HarbourVest offered LPs a set price for their interests in Doughty’s €1.5 billion Fund IV and its €3 billion Fund V (whose remaining net asset values were together valued slightly above €3 billion as of June 2014). In total, HarbourVest paid €150 million, said to be a modest discount to NAV, to buy out the LPs wanting liquidity. It also provided a €65 million commitment to the firm’s Fund VI, in line with the size of its prior primary commitments to Doughty funds.
Only a handful of LPs actually sold their stakes as most of the value in the deal came from Fund V, which has four remaining assets, according to Doughty’s website.
Fund IV also has four remaining investments, but they are reasonably mature and likely to be sold in the next few years – so many LPs preferred to let the realisations happen naturally, one source explained. That also makes it a relatively quick return of capital for HarbourVest.
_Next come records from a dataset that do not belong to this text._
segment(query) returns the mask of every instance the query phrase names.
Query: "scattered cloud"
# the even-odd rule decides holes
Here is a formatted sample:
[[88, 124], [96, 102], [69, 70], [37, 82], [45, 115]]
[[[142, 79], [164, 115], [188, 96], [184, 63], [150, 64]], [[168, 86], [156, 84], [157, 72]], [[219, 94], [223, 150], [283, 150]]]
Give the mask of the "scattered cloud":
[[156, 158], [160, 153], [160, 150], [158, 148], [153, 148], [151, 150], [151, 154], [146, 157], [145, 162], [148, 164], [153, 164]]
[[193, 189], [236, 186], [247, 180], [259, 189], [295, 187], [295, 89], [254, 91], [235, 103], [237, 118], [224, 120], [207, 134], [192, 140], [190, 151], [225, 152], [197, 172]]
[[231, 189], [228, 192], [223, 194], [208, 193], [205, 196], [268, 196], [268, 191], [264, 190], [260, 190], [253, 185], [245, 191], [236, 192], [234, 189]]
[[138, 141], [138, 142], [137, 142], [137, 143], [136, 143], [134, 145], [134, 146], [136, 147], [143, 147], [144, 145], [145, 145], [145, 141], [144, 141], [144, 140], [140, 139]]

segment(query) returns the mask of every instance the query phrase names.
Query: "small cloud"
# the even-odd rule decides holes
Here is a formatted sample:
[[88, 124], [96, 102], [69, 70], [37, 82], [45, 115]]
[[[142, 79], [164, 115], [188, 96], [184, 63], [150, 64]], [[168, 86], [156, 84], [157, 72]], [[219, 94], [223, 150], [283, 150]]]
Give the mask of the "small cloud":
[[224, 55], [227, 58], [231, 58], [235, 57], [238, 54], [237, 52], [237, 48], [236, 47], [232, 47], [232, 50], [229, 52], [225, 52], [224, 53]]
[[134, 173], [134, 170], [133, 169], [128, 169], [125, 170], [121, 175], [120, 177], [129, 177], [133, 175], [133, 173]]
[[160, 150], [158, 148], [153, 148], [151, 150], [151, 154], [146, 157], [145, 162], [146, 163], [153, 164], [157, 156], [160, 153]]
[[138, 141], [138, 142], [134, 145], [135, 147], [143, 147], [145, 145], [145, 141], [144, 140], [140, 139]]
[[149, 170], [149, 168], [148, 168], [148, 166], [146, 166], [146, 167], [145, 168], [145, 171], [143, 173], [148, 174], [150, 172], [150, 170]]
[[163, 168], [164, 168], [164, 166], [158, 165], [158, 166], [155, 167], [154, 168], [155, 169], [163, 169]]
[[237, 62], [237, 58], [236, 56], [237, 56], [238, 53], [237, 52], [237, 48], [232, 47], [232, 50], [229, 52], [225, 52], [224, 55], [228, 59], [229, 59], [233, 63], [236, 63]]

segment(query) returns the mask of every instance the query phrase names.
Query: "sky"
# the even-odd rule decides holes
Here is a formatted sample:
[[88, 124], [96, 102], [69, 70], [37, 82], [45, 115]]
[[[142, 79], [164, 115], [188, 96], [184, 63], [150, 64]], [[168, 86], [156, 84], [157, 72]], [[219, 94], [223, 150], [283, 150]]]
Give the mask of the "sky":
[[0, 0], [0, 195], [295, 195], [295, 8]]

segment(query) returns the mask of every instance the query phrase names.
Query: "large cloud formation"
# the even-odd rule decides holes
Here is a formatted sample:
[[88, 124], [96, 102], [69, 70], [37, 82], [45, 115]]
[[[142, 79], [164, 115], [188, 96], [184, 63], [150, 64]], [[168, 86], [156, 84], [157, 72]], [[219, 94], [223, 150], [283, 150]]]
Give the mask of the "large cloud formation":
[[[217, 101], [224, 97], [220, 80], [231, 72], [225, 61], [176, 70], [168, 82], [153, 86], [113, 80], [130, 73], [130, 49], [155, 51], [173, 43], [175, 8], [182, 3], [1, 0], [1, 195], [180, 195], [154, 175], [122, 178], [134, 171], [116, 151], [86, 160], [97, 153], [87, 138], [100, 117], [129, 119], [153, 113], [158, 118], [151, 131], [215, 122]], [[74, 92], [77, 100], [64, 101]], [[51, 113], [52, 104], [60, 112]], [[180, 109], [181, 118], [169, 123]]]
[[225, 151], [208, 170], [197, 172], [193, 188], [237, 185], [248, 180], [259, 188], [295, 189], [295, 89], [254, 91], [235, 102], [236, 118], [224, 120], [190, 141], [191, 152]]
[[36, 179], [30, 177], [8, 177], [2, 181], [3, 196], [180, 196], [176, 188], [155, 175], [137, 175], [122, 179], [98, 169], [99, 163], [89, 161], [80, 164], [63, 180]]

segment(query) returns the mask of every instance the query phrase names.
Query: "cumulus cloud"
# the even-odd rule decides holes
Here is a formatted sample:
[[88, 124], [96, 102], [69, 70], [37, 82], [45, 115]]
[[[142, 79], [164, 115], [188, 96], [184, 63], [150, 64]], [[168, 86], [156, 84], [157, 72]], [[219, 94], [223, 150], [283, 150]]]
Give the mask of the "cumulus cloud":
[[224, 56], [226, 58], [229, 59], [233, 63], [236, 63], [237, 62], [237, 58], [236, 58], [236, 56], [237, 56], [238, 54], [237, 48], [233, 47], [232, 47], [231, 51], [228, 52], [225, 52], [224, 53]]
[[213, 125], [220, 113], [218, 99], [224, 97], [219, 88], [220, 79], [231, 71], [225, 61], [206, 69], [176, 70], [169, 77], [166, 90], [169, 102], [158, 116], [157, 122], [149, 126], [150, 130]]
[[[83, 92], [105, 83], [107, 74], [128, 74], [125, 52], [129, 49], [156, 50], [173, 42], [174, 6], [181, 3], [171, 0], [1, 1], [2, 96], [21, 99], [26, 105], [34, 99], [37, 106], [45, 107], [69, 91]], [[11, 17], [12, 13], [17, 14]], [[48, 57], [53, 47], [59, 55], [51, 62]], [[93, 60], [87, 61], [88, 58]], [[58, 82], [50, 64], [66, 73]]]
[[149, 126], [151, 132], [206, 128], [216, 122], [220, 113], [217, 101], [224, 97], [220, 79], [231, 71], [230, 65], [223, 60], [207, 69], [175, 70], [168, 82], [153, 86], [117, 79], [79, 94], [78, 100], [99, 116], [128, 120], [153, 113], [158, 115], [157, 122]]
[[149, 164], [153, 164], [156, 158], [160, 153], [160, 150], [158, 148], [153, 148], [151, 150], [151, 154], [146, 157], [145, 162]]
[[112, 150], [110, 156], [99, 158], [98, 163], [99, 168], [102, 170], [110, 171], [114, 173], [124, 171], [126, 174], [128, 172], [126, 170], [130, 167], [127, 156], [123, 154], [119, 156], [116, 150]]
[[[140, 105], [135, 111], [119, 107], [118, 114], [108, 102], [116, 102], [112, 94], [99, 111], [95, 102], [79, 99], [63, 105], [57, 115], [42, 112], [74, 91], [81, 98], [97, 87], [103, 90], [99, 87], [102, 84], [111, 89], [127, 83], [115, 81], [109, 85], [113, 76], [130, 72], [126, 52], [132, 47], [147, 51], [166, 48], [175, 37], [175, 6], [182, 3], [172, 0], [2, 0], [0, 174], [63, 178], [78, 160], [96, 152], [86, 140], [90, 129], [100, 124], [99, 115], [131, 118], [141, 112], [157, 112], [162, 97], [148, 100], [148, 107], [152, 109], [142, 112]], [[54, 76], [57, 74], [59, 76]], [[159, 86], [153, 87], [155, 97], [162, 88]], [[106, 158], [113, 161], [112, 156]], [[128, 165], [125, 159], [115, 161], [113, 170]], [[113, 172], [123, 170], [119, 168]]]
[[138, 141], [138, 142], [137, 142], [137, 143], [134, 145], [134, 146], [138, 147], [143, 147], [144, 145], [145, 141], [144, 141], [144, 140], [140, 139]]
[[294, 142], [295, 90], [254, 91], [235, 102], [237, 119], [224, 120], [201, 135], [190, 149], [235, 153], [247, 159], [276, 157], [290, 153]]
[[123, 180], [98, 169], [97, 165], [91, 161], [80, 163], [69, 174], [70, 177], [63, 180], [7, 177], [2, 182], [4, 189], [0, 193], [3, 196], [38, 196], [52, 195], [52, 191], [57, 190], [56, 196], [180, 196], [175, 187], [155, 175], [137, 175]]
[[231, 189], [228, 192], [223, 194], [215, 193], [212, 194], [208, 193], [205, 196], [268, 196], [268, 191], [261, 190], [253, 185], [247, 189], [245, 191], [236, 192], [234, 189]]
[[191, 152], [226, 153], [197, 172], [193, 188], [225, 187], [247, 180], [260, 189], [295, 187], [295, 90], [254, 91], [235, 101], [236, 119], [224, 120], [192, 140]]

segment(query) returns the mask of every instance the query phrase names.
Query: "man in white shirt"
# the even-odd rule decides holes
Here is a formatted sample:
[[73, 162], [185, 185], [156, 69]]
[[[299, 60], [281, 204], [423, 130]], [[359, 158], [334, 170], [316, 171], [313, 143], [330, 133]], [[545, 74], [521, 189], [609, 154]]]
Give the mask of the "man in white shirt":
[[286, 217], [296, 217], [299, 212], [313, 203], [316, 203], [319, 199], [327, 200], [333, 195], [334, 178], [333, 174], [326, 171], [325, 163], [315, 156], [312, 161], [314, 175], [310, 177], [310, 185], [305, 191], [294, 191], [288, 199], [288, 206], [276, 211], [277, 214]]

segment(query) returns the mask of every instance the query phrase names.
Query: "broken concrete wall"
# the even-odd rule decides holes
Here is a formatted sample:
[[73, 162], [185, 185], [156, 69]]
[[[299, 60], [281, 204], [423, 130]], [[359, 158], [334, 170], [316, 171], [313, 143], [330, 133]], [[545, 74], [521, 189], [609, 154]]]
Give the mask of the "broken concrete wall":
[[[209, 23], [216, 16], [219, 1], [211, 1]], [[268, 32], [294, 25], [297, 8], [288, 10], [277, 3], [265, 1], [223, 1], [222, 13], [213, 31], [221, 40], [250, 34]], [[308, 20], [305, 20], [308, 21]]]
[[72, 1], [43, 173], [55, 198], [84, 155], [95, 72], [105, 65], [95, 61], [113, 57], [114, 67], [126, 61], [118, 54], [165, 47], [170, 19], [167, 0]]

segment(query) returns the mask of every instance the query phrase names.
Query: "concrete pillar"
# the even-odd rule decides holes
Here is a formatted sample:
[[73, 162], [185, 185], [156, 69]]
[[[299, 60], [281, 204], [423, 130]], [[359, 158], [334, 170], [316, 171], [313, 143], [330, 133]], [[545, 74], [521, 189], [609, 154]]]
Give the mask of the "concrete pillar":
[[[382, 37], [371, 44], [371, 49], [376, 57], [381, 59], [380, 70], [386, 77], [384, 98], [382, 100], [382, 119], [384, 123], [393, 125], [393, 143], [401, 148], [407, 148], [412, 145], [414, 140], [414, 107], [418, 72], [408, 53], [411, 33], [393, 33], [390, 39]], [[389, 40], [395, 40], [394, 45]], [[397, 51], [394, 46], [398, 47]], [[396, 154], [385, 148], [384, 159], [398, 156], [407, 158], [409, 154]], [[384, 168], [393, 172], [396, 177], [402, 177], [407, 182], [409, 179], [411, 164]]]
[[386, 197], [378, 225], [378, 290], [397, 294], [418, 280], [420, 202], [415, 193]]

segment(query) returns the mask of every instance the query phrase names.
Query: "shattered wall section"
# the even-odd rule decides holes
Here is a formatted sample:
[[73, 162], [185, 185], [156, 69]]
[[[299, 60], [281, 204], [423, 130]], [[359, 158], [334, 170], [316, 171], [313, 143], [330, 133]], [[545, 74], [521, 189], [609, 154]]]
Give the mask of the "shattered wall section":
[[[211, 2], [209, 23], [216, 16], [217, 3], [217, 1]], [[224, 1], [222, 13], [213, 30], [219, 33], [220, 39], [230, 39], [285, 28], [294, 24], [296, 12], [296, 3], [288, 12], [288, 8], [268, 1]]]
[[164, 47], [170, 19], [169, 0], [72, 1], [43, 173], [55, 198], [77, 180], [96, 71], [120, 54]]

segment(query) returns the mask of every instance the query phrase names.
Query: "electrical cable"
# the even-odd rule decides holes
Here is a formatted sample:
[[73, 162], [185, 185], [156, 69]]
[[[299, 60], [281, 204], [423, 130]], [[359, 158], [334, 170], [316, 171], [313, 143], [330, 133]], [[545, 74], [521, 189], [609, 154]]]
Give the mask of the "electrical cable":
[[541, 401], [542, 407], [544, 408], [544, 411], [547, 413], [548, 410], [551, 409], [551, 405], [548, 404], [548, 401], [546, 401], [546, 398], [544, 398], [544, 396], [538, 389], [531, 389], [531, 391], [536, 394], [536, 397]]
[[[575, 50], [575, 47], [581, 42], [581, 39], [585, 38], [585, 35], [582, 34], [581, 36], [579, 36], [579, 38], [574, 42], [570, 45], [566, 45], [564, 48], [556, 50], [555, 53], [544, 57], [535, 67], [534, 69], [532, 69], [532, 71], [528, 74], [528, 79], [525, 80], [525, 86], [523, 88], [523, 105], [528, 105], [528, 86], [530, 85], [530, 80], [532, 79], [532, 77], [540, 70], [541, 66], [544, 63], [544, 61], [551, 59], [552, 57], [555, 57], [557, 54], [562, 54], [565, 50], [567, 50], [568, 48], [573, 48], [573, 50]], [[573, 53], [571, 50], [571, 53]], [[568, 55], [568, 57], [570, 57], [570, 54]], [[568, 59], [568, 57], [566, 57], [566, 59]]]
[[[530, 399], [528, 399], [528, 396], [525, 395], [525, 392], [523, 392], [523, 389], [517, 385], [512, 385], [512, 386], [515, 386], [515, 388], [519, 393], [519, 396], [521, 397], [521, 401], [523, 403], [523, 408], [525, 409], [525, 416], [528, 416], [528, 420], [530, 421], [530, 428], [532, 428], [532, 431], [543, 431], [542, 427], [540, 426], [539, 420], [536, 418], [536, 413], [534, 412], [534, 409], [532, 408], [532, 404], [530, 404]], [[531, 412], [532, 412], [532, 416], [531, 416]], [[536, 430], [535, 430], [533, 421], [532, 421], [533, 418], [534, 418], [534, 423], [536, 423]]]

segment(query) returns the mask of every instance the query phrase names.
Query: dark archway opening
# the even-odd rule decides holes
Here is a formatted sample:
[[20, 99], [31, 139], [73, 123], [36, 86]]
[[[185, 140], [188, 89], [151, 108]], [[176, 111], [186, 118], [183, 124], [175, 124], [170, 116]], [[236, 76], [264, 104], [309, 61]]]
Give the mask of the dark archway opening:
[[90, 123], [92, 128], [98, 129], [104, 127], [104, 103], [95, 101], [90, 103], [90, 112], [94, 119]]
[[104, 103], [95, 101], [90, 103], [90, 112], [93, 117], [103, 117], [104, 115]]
Also notable was that LPs that opted to retain their stakes were not forced to accept any reset on fund terms or changed economics, sometimes a feature of restructuring deals.
“In this case, if you decided not to sell, you’re in exactly the same place,” said Mark McDonald, a director in the private fund group at Credit Suisse. “This makes it a win-win for LPs in top-performing funds.”
This was similar to HarbourVest’s approach with the Cognetas/Motion Equity restructuring, in which LPs were also offered a set price for their interests or the option to stay in the vehicle with the original terms.
“A lot of the buzz around restructuring is that it isn’t LP-friendly, but these two deals have been, with no reset of the economics or terms,” another source said.
For that reason, some market participants say that ‘restructuring’ is actually a misnomer for these types of secondaries deals, suggesting they simply be referred to as ‘liquidity solutions’. That’s in line with a shift away from what market observers originally thought would dominate this part of the secondaries market: recapping poorly-performing zombie funds and replacing their management.
“The migration is toward GPs with better assets and cleaner stories because there are no reasons why a good-willed GP wouldn’t try to do the right thing for LPs,” one US-based advisor said.
The question is, whose fund will be next?